In McNamara v The King [2023] HCA 36 the appellant had been tried jointly with one other defendant, and each blamed the other for the offending. Mr McNamara wanted to include in his evidence allegations of previous criminality by his co-defendant, but the judge ruled that the proposed evidence was inadmissible. This ruling was on the footing that the prejudicial effect of the evidence on the co-defendant outweighed its probative value for the defendant’s case.
Such a basis for excluding evidence is commonly found in evidence laws, and it functions to assist the judge in ensuring that the trial is fair. [1]
Mr McNamara submitted through counsel on this appeal that the judge had no such power in a joint trial. This was rejected unanimously by the Court in two judgments.
Gageler CJ, Gleeson and JagotJJ considered in some detail the interesting [2] history of joint trials [25]ff. Included in this is a period during which it was unclear whether the supposedly unfettered right of a defendant to adduce otherwise admissible evidence was limited by the probative value vs prejudicial effect discretion [49]. The issue was settled by legislation [52]. This came down to the interpretation of the section mentioned at [59] and described in more detail at [1]:
“Section 135(a) of the Evidence Act 1995 (NSW) ("the Evidence Act") empowers a court to refuse to admit evidence, that is relevant and otherwise admissible in "a proceeding", if the probative value of the evidence is substantially outweighed by the danger that it might be unfairly prejudicial to "a party". The question in this appeal is whether "a party" includes a co-accused in a joint criminal trial. The answer is that it does.

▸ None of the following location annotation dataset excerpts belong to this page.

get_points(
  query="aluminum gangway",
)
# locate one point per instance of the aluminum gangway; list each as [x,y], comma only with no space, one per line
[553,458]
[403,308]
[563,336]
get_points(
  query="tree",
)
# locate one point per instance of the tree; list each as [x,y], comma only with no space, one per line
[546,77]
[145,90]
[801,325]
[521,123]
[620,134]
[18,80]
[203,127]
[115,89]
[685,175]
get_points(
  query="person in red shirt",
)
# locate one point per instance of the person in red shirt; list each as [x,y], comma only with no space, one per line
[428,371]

The Court of Criminal Appeal of the Supreme Court of New South Wales was correct so to hold, and the appeal must be dismissed.”
A joint trial is a proceeding and each defendant is a party, as is the prosecutor [62], and the exclusionary discretion applies [64]-[69], consistently with the operation of other relevant provisions [72]-[75].
Gordon and Steward JJ similarly analysed the legislation, and considered the on-going relevance of common law principles [92]ff, concluding at [109] that, consistently with dicta in other cases, “The existence of the discretion at common law to refuse to admit evidence coheres with the duty of the trial judge to provide an accused with a fair trial.”
_______________________________
[1] We have a similar provision in s 8 of the Evidence Act 2006 [NZ]. In this, “proceeding” includes joint trials, and “the right of the defendant to offer an effective defence” is taken to mean the right to a fair trial: R v Moffat [2009] NZCA 437, [2010] 1 NZLR 701, (2009) 24 CRNZ 242, Bracken v R [2016] NZCA 79 (leave refused Bracken v R [2016] NZSC 124), Ambler v R [2018] NZCA 245 at [41].
[2] I say “interesting” because the following points are among those mentioned: during the eighteenth century criminal proceedings changed from being essentially inquisitorial to essentially adversarial [25]; at common law a defendant could not give sworn evidence, the right to do so being introduced in 1891 (NSW) and 1898 (England) [26]; the exclusionary rule for when probative value of evidence was outweighed by its prejudicial effect was only developed in 1914 ([27], and see my note here on 8 October 2019, particularly at footnotes 6 and 7); the requirement to acquit if there was a reasonable doubt about guilt was “discovered” only in 1935 [27]; the indictment is a foundational and constant feature of the criminal trial throughout the centuries [28]; in a criminal trial there is one indictment, which may include more than one defendant, and the jury can only determine issues in that indictment [29]. While it has been common to tell juries that where there is more than one defendant charged in the indictment there are separate trials for each of them, this should really be phrased as there are separate “cases” for the jury to consider (cf [36]).